Pieter Holsteijn the Younger
(Haarlem 1614 - 1673 Amsterdam)
Mole Cricket
Pen and ink, watercolour with body colour and gum arabic, 157 x 202 mm
Paper, all edges trimmed smoothly, watermark (upper edge, above the insect): upper section of a coat of arms (watermark A)
Inscribed PH (monogrammed, centre, between the insect’s feet) and een wee-mol (lower right, in brown in another hand)
Provenance:
Private collection, Switzerland.
The mole cricket (Gryllotalpa gryllotalpa) is named after its ability to dig a passage through earth by shovelling away the soil with its forelegs. Holsteijn’s depiction is naturalistic and accurate. It shows the variously articulated rear segment of the body, the close-fitting wings with their black veins, the head shield, the head with one of its eyes, the two ‘shovelling’ feet and the four other legs. The hard head shield serves to compress the earth when the mole cricket is tunnelling. Holsteijn renders the insect’s inconspicuous colouring as a symphony in shades of brown and black. He enhances the feeling of three-dimensionality and the almost tangible sense of texture by applying gum arabic to the digging feet and the eye, which increases the luminosity of the colour. Coming from above, the light produces cast shadows that emphasise the spatial dimension of the body, antennae and legs. The artist clearly thought about the function of the limbs down to the last detail and represented them accordingly.

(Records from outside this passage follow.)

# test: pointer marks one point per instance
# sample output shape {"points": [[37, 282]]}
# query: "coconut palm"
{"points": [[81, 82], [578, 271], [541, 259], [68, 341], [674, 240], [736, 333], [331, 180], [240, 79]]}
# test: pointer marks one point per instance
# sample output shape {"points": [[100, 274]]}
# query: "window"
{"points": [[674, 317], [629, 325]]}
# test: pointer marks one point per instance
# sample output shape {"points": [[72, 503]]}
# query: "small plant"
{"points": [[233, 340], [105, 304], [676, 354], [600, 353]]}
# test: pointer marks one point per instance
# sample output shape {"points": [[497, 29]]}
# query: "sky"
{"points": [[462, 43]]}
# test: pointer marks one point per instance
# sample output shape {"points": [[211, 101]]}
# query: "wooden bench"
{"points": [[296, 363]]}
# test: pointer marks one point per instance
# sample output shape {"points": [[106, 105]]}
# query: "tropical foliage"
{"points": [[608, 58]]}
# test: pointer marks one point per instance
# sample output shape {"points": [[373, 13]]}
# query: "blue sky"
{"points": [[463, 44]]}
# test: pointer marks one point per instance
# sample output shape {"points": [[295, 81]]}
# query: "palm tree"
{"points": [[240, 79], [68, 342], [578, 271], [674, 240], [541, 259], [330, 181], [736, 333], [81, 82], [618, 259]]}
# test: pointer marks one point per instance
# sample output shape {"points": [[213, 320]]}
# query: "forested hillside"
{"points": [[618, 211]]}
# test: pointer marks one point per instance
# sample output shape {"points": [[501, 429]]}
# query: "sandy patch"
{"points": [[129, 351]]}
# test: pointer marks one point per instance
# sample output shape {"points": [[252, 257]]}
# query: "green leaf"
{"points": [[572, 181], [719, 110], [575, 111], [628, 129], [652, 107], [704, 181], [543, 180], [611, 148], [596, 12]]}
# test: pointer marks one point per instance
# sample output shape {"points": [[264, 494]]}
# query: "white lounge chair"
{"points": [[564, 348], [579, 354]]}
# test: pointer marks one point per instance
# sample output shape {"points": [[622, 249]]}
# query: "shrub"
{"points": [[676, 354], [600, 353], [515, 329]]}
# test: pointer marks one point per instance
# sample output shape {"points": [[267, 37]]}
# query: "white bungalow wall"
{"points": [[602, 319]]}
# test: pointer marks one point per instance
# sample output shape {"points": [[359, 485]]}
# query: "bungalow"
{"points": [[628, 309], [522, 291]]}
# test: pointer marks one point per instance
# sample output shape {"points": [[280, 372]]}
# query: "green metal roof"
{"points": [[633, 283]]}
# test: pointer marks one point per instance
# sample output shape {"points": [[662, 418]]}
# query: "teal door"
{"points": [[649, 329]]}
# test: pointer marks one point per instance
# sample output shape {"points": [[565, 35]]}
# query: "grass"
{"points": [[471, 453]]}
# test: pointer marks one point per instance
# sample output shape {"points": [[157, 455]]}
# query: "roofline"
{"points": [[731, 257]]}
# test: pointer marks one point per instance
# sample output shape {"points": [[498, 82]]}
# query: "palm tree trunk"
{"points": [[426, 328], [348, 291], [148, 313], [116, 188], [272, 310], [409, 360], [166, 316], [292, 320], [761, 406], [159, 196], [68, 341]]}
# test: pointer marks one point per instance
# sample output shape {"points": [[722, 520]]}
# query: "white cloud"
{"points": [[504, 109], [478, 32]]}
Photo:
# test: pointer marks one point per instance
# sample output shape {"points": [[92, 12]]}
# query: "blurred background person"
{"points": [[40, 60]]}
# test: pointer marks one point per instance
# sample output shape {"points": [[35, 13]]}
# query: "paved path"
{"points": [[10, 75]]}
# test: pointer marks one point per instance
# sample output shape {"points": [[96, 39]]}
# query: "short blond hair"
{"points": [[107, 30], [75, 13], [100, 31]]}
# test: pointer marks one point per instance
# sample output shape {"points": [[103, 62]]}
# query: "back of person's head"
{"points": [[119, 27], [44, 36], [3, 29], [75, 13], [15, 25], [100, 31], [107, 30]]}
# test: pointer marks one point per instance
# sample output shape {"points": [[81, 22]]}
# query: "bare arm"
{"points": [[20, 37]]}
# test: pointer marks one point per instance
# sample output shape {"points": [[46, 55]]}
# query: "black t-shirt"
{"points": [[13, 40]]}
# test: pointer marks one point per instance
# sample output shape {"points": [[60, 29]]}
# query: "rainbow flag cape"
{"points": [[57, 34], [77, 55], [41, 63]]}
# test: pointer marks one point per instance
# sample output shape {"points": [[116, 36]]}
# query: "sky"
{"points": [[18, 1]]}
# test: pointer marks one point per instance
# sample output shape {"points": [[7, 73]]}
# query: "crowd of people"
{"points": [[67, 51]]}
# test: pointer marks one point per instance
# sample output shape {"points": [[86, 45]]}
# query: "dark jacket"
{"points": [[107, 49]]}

A mole cricket by Holsteijn in Copenhagen was based on the same source image (Copenhagen, Royal Museum of Fine Arts, Department of Prints and Drawings, Tu Nederl. Mag. II, 26; fig. 7). Its interior drawing is slightly less subtle, and the spatial impact of the insect as a whole less striking. The mole cricket, called veenmol (moor mole) in Dutch, is native to Europe and had already been depicted by Joris Hoefnagel. His son Jacob included it in Archetypa Studiaque Patris Georgii Hoefnagelii (Frankfurt, 1592, Pars III, 6; fig. 8). In that composition, which uses natural objects to symbolise the four elements, the mole cricket stands for earth. A copy of the Archetypamole cricket appears in Diversae Insectarum Icones (Amsterdam, 1630, no. 4). Hoefnagel was obviously intrigued by the bizarre appearance of the insect, but his version is less naturalistic than Holsteijn’s.